The most troubling cases? Probably newly minted doctors, nurses, etc who have borrowed heavily to get their degrees assuming that their future income will easily cover the loan payments.
BTW, I suspect that Health IT people have a brighter short term outlook than long term. A lot more jobs in that field in 3 years than there are now. But not so many in 15.
Rumor has it the administrative rules for state health exchanges went to CBO Thursday or Friday.
Thanks VT, i could have made this a mile long so i hope this gives you the flavor.
So… in other words, Obamacare mainly preserves the worst apsects of the existing wasteful, care-denying, for-profit system intact, while lavishly rewarding the finance guys, executives and complexity-adding bureaucrats. Clearly a stunning “victory” for liberalism.
Heh, Congress should just allocate the whole $750B a year fiscal cliff payoff to Medicare and expand the program to everyone (improving its benefits such that Medicaid and Obamacare could be replaced).

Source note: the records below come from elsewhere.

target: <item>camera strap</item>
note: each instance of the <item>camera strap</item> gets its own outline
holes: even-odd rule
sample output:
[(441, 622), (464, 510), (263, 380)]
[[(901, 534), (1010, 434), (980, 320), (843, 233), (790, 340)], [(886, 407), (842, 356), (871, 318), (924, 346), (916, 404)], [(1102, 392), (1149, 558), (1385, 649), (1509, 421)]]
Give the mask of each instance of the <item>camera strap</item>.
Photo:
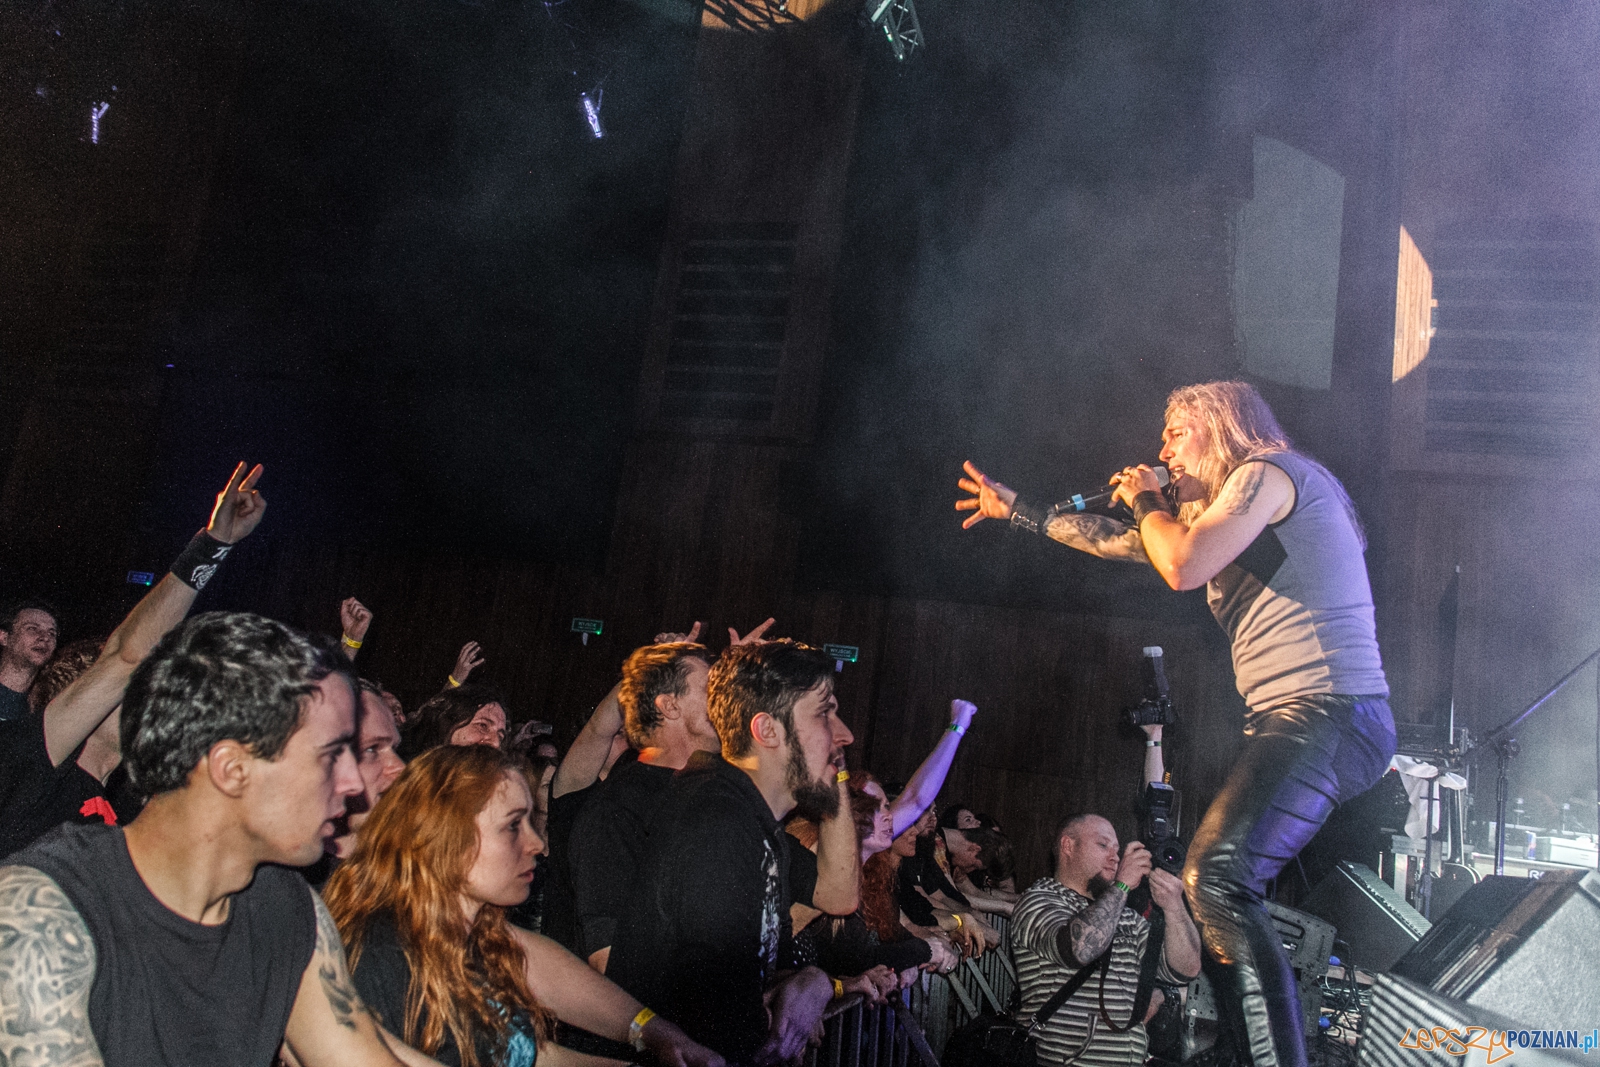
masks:
[[(1128, 1022), (1124, 1026), (1118, 1026), (1113, 1022), (1111, 1013), (1106, 1010), (1106, 973), (1110, 967), (1100, 972), (1100, 1018), (1114, 1034), (1125, 1034), (1134, 1026), (1144, 1022), (1145, 1012), (1150, 1010), (1150, 997), (1156, 988), (1156, 965), (1161, 961), (1163, 943), (1167, 936), (1167, 917), (1160, 908), (1156, 908), (1147, 921), (1150, 923), (1150, 938), (1145, 942), (1144, 959), (1139, 961), (1139, 986), (1133, 994), (1133, 1011), (1128, 1015)], [(1110, 956), (1111, 950), (1107, 949), (1106, 955), (1101, 959), (1109, 963)]]
[[(1115, 939), (1113, 939), (1113, 942), (1114, 941)], [(1068, 978), (1066, 984), (1060, 989), (1056, 990), (1055, 996), (1045, 1001), (1044, 1005), (1038, 1011), (1033, 1013), (1033, 1018), (1028, 1022), (1028, 1033), (1033, 1033), (1036, 1028), (1049, 1022), (1050, 1016), (1061, 1010), (1061, 1005), (1065, 1004), (1067, 1000), (1071, 998), (1072, 994), (1081, 989), (1083, 984), (1094, 976), (1095, 971), (1104, 972), (1105, 968), (1108, 967), (1110, 963), (1111, 946), (1107, 945), (1104, 952), (1090, 960), (1088, 963), (1085, 963), (1082, 967), (1079, 967), (1077, 973), (1071, 978)], [(1104, 978), (1101, 980), (1103, 982)], [(1145, 999), (1148, 1001), (1150, 998), (1146, 997)]]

In 2009, the CBO scored Anthony Weiner’s Medicare bill as needing an $1T a year in additional revenue. Let’s see, including the $150B a year added by Obamacare taxes (and Medicare savings) plus $200+B from eliminating income (and FICA) tax deduction for insurance premiums, the fiscal cliff would pay for it and it’d be a hell of lot easier to organize one marathon vs. organizing 50 simultaneous marathons.